An example of Kirchhoff equation I'm studying about a simply kind of Kirchhoff equation in one-dimensional that means
$$\begin{cases} u_{tt}(x,t)-\left(1+\int_{0}^{1}{u^2_x(x,t)dx}\right)u_{xx}(x,t)=|u(x,t)|^{p-2}u(x,t),0<x<1,0<t<T\\ u_x(0,t)=u(1,t)=0\\ u(x,0)=f(x),u_t(x,0)=g(x),\end{cases}$$
where $p\ge 3,u\in V\equiv \left\{v\in H^1:v(1)=0\right\}$.
In details, I'm finding an example of this equation, but I'm being in stalemate with the case of $p=3$. So can anybody help me?

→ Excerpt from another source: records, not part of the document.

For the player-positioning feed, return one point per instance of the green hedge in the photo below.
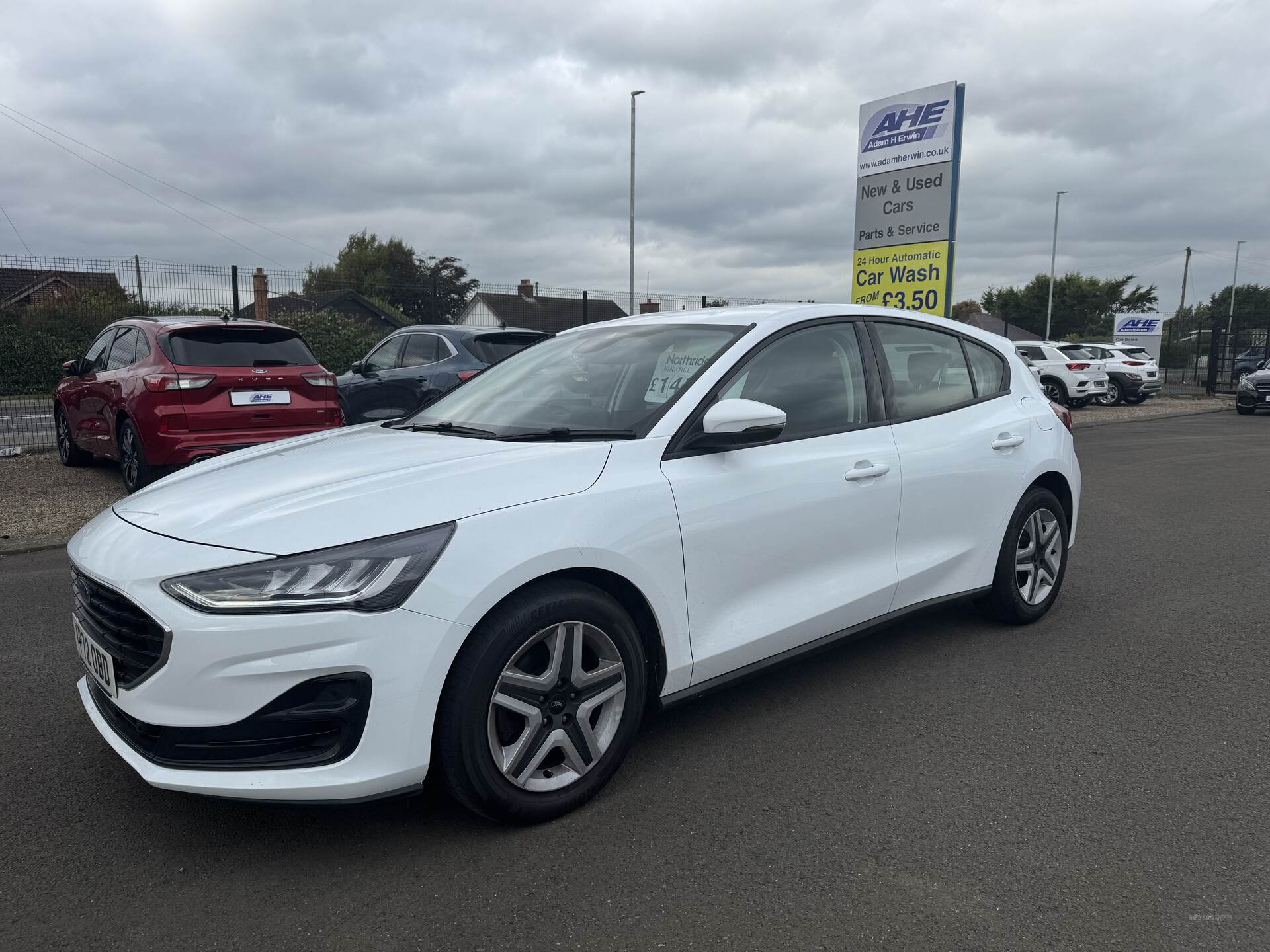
(34, 344)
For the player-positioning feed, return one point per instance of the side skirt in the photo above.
(813, 648)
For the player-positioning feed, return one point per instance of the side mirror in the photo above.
(740, 423)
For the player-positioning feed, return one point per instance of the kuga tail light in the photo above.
(159, 382)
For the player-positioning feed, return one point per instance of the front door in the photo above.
(963, 441)
(794, 539)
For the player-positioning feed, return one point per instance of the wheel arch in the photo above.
(629, 596)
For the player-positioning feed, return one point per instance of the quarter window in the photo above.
(124, 349)
(814, 375)
(987, 367)
(97, 354)
(423, 348)
(927, 370)
(385, 356)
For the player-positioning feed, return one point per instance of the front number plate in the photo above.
(99, 664)
(254, 397)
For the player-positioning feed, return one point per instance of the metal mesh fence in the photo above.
(51, 309)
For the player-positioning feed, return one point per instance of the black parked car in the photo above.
(1254, 393)
(414, 366)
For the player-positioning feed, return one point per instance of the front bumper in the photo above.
(224, 669)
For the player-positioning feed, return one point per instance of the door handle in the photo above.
(865, 470)
(1006, 442)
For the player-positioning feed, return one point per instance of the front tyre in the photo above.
(1111, 397)
(541, 703)
(1033, 560)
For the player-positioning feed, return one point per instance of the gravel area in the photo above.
(1094, 415)
(46, 500)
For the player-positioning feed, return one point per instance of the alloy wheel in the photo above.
(1038, 556)
(556, 706)
(128, 457)
(64, 438)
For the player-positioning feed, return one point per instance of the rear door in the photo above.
(964, 442)
(248, 379)
(794, 539)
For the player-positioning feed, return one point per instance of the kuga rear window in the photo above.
(492, 348)
(238, 347)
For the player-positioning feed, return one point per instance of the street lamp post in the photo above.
(634, 93)
(1053, 254)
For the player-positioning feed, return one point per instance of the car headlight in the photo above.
(366, 576)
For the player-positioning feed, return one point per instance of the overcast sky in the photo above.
(499, 132)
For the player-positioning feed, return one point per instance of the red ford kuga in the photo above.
(165, 391)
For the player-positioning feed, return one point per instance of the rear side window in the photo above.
(492, 348)
(124, 350)
(237, 347)
(927, 370)
(987, 367)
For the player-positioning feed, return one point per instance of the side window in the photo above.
(95, 357)
(927, 370)
(814, 375)
(384, 357)
(124, 350)
(421, 349)
(987, 367)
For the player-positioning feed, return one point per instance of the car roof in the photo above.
(778, 315)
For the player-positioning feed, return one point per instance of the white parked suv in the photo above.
(621, 517)
(1068, 377)
(1133, 374)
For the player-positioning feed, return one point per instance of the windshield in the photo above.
(238, 347)
(606, 379)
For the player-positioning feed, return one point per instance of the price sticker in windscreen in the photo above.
(676, 367)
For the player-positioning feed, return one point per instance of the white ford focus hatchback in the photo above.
(615, 520)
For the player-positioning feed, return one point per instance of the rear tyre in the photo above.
(67, 452)
(132, 459)
(1111, 397)
(1054, 390)
(1033, 561)
(541, 703)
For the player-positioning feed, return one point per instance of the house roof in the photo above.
(17, 284)
(321, 301)
(546, 314)
(990, 323)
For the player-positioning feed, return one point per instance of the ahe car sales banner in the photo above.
(907, 169)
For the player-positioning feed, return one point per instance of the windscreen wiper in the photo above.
(564, 434)
(444, 427)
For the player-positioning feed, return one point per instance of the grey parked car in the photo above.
(414, 366)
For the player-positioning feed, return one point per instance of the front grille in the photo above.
(318, 721)
(135, 640)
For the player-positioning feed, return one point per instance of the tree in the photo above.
(393, 272)
(1083, 306)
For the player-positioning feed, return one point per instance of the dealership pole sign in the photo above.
(907, 172)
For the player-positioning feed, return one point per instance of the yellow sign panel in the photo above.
(915, 277)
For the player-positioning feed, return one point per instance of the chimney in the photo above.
(261, 286)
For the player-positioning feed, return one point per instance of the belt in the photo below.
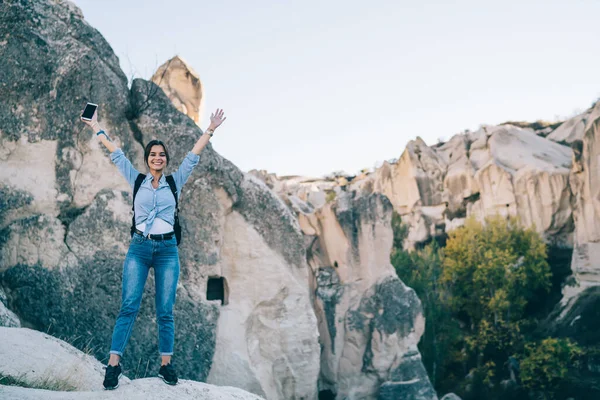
(159, 236)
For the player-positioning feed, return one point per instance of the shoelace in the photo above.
(169, 370)
(112, 371)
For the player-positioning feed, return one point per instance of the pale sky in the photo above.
(310, 87)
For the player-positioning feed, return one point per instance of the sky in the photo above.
(311, 87)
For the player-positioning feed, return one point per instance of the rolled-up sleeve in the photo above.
(185, 169)
(124, 166)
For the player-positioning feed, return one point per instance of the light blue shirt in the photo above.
(153, 203)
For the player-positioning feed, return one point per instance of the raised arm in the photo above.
(216, 119)
(191, 160)
(116, 155)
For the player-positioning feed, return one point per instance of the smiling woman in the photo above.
(154, 243)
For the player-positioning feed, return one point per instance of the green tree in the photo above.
(494, 270)
(547, 365)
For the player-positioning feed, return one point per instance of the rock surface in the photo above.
(65, 217)
(7, 317)
(34, 357)
(182, 86)
(586, 206)
(370, 323)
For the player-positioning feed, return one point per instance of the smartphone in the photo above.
(89, 111)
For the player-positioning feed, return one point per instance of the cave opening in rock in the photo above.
(326, 395)
(216, 289)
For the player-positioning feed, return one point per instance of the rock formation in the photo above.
(370, 323)
(65, 219)
(182, 86)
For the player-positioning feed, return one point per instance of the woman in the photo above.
(153, 245)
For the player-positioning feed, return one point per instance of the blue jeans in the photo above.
(144, 254)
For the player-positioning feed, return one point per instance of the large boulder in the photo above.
(60, 371)
(33, 356)
(369, 321)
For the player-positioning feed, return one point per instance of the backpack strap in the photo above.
(136, 186)
(176, 226)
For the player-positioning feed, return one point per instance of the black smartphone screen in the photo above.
(89, 111)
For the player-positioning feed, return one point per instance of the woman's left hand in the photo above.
(216, 119)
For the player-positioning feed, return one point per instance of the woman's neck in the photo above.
(155, 175)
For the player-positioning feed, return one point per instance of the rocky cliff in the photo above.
(66, 216)
(544, 174)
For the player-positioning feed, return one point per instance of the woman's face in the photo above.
(157, 159)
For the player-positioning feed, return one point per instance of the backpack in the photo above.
(176, 227)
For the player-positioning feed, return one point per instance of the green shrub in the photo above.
(547, 364)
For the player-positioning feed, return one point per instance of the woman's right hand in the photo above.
(93, 123)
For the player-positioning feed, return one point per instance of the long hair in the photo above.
(149, 146)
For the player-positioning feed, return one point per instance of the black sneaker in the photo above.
(168, 374)
(111, 377)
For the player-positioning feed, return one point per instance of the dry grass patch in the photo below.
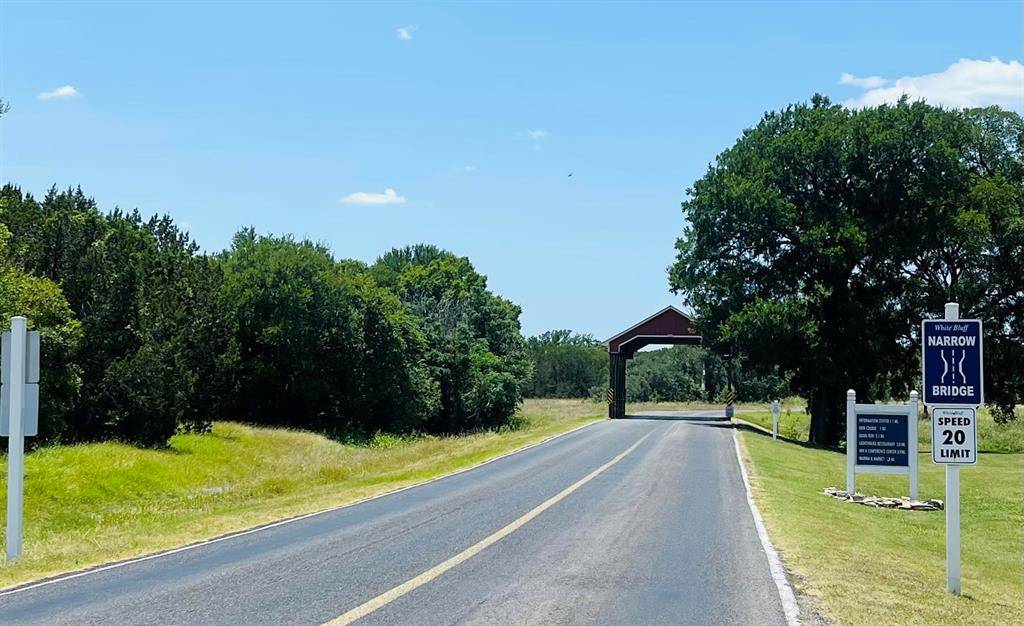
(94, 503)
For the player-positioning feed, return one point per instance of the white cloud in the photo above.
(388, 197)
(867, 82)
(966, 83)
(62, 91)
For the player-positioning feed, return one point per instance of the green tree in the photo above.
(818, 241)
(314, 343)
(40, 300)
(566, 365)
(476, 352)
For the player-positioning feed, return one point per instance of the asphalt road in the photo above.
(640, 520)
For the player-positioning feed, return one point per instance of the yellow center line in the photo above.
(396, 592)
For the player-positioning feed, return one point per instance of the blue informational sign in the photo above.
(882, 440)
(951, 360)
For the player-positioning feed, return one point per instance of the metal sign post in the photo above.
(18, 416)
(13, 388)
(952, 368)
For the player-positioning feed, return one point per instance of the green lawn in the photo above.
(865, 566)
(99, 502)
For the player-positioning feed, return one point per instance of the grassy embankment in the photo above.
(94, 503)
(866, 566)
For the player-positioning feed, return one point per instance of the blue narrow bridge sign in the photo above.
(951, 360)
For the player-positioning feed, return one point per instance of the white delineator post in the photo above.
(15, 443)
(952, 502)
(851, 439)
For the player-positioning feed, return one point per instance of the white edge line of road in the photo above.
(785, 594)
(199, 544)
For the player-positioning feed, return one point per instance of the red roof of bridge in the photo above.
(667, 326)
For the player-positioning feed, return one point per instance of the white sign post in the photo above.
(18, 417)
(952, 369)
(881, 439)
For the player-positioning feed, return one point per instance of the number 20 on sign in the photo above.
(954, 436)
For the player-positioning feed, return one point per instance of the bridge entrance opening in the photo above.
(668, 327)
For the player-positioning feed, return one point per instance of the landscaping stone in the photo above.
(885, 502)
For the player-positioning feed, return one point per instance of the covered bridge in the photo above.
(668, 326)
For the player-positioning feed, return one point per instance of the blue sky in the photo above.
(296, 118)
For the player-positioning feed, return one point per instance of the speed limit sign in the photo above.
(954, 436)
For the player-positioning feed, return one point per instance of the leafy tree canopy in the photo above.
(817, 243)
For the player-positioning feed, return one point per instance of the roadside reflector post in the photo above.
(13, 388)
(851, 440)
(911, 424)
(730, 394)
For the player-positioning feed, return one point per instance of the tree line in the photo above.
(576, 365)
(143, 335)
(816, 244)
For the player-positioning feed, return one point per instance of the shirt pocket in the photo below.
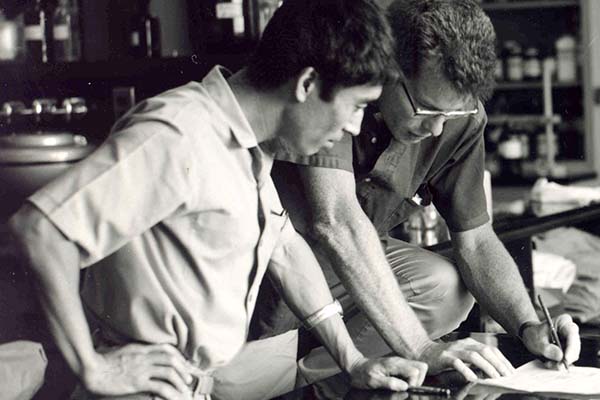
(225, 230)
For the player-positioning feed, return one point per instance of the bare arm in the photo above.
(486, 268)
(54, 263)
(339, 228)
(296, 274)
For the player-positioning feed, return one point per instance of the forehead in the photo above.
(358, 94)
(430, 89)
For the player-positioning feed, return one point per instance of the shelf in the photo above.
(17, 73)
(499, 119)
(521, 85)
(532, 4)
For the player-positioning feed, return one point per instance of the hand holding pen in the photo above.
(554, 335)
(536, 338)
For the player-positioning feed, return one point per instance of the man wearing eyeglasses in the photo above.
(425, 139)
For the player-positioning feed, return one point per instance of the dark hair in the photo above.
(348, 42)
(458, 32)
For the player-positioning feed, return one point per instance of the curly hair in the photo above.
(458, 32)
(348, 42)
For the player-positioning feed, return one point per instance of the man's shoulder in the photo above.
(178, 107)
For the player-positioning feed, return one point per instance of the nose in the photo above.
(434, 125)
(353, 126)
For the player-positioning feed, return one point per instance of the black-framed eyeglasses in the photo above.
(421, 112)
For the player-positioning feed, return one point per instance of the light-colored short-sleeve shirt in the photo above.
(172, 222)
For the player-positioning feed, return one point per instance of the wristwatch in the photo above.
(321, 315)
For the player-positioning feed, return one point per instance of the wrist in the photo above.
(421, 349)
(523, 328)
(89, 369)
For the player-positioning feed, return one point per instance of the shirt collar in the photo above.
(215, 83)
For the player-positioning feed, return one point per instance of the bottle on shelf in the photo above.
(9, 38)
(514, 61)
(532, 65)
(566, 58)
(227, 25)
(38, 32)
(144, 33)
(66, 33)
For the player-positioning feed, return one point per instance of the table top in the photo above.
(338, 387)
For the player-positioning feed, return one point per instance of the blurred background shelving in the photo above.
(530, 33)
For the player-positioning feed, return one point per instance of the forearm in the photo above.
(493, 278)
(53, 263)
(353, 248)
(303, 286)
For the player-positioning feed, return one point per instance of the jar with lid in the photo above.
(144, 32)
(65, 31)
(38, 32)
(532, 65)
(227, 26)
(10, 38)
(566, 58)
(514, 61)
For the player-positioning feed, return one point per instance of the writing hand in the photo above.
(460, 354)
(392, 373)
(537, 339)
(157, 369)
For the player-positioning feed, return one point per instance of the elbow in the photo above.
(328, 232)
(29, 237)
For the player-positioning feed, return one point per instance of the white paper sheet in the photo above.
(533, 377)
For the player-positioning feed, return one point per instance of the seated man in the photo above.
(176, 220)
(425, 138)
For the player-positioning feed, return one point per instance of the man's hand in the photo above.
(158, 369)
(460, 354)
(392, 373)
(537, 340)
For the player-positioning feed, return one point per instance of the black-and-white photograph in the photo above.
(299, 199)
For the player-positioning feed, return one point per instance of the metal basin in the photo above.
(30, 160)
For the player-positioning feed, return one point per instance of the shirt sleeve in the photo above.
(138, 177)
(337, 157)
(457, 189)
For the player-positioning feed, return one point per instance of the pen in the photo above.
(429, 390)
(553, 333)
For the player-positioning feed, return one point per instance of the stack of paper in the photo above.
(534, 377)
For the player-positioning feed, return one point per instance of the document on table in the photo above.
(533, 377)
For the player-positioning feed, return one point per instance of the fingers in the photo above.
(414, 372)
(163, 390)
(170, 376)
(393, 373)
(465, 371)
(569, 332)
(490, 360)
(170, 357)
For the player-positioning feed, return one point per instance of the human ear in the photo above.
(305, 83)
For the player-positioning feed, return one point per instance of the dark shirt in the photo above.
(446, 170)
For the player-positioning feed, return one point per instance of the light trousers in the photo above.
(268, 366)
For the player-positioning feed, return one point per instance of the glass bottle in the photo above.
(66, 33)
(225, 25)
(532, 65)
(37, 32)
(514, 61)
(144, 33)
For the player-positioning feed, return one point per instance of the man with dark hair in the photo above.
(425, 139)
(176, 220)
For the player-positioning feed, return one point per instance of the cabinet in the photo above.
(520, 107)
(106, 71)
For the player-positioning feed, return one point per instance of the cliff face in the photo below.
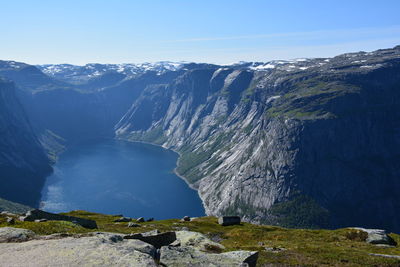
(305, 143)
(23, 163)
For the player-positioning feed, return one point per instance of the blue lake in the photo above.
(117, 177)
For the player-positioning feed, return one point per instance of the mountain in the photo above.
(23, 162)
(85, 74)
(299, 143)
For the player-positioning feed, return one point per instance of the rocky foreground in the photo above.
(32, 240)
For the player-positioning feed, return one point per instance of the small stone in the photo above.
(176, 243)
(229, 220)
(7, 213)
(186, 219)
(154, 238)
(131, 224)
(10, 220)
(123, 219)
(9, 234)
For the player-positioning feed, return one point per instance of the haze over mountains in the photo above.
(304, 143)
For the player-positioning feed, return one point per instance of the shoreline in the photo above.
(174, 170)
(177, 162)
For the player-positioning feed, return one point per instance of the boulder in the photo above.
(189, 256)
(229, 220)
(131, 224)
(10, 220)
(154, 238)
(186, 219)
(10, 234)
(198, 240)
(378, 237)
(99, 249)
(36, 214)
(123, 219)
(7, 213)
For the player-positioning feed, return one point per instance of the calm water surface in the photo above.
(117, 177)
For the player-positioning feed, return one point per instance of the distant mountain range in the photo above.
(301, 143)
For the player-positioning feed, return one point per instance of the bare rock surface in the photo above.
(189, 256)
(377, 237)
(197, 240)
(102, 249)
(10, 234)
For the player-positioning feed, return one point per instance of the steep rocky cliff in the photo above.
(23, 163)
(300, 143)
(304, 143)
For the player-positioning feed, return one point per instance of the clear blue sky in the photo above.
(216, 31)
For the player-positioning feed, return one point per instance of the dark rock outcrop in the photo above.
(36, 214)
(154, 238)
(229, 220)
(23, 162)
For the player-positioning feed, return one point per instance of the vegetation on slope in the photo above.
(287, 247)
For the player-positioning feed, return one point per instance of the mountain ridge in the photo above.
(247, 135)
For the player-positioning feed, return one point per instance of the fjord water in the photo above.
(118, 177)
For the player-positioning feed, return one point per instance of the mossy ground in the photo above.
(342, 247)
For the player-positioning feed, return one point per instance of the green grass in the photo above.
(342, 247)
(309, 99)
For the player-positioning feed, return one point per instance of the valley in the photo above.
(302, 143)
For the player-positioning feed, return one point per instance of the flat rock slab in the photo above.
(10, 234)
(188, 256)
(154, 238)
(98, 250)
(36, 214)
(197, 240)
(377, 237)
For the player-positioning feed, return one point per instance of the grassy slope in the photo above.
(6, 205)
(342, 247)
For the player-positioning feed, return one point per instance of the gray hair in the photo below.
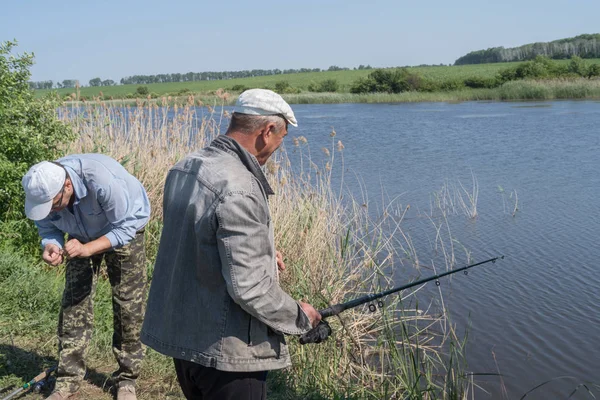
(246, 123)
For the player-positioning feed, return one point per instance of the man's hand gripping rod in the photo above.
(323, 330)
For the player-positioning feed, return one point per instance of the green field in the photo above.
(300, 81)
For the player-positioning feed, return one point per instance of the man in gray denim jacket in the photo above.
(215, 304)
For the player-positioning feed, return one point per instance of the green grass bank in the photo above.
(448, 78)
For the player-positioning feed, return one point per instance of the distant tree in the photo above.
(585, 46)
(68, 83)
(328, 85)
(389, 81)
(29, 129)
(578, 66)
(95, 82)
(593, 71)
(142, 90)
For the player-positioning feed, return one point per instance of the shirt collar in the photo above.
(79, 189)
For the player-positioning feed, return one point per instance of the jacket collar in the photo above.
(79, 188)
(232, 147)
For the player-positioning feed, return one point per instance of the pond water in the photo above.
(532, 317)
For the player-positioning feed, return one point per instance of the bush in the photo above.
(593, 71)
(538, 68)
(389, 81)
(238, 88)
(142, 90)
(578, 66)
(478, 82)
(328, 85)
(29, 129)
(283, 87)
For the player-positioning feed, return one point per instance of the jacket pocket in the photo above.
(263, 342)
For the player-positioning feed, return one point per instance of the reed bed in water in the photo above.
(334, 250)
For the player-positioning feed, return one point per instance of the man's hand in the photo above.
(75, 248)
(279, 258)
(312, 314)
(52, 254)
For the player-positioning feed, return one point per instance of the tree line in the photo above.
(584, 46)
(540, 68)
(185, 77)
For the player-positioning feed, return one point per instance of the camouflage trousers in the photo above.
(126, 269)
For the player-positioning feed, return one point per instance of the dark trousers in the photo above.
(205, 383)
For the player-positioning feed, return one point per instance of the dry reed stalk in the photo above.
(333, 250)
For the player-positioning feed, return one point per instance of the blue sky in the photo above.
(112, 39)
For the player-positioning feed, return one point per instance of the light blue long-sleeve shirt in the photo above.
(109, 201)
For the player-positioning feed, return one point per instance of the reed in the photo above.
(334, 249)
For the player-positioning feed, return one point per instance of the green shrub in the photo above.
(593, 71)
(238, 88)
(479, 82)
(578, 66)
(389, 81)
(328, 85)
(283, 87)
(29, 129)
(142, 90)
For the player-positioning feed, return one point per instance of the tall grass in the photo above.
(334, 250)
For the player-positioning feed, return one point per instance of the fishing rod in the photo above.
(323, 330)
(36, 383)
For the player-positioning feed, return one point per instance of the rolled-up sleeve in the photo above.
(50, 234)
(248, 264)
(116, 203)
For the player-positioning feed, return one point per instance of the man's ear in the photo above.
(269, 130)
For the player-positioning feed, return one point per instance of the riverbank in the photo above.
(333, 252)
(557, 89)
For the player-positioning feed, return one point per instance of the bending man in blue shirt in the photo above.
(103, 209)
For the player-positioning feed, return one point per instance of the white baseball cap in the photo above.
(42, 183)
(264, 102)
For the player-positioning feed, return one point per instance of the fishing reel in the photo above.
(317, 334)
(44, 385)
(373, 307)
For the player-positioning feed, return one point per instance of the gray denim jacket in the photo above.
(215, 299)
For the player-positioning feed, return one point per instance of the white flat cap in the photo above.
(264, 102)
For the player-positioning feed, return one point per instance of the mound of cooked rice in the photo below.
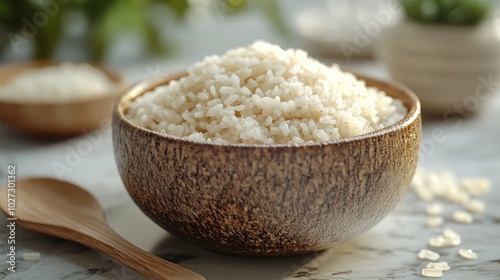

 A: Partial answer: This is a nonlinear hyperbolic equation modeling traversal vibrations/oscillations. I highly doubt there exists an explicit solution for this type of nonlinear equation (I might be wrong). Many treatises dealing with a general version of your equation:
$$
\frac{\partial^2 u}{\partial t^2} - M(t,\int_{\Omega}|\nabla u(x,t)|^2\,dx)\Delta u = f(x,u)
$$
point to the reference of Jacques-Louis Lions's really old article On some questions in boundary value problems of mathematical physics in Contemporary developments in continuum mechanics and partial differential equations. I just checked the math library here in my university, this article didn't contain an explicit formula either. Also most papers only have qualitative estimates for this type of equation. For the stationary problem, letting $t\to \infty$, and $u$ doesn't change w.r.t. time anymore so the time derivative term is gone:
$$
-M(\int_{\Omega}|\nabla u(x)|^2\,dx)\Delta u = |u|^{p-1}u,
$$
for example this paper studies a semilinear problem related to above equation, when $u$ is positive (so you can get rid of the absolute value). A related equation can be further simplified if we can prescribe $\|u\|_{L^2}$ a priori:
$$
-u_{xx} = |u|^{p-2} u,
$$
the positive solution to this when $p=3$ is the Weierstrass Elliptic Function, the bad thing for nonlinear wave equation is that we can't construct the solution like plane wave in the linear wave equation, a.k.a. $u(x,t) = \mathfrak{R}\big(e^{-i\omega t} \phi(x)\big)$.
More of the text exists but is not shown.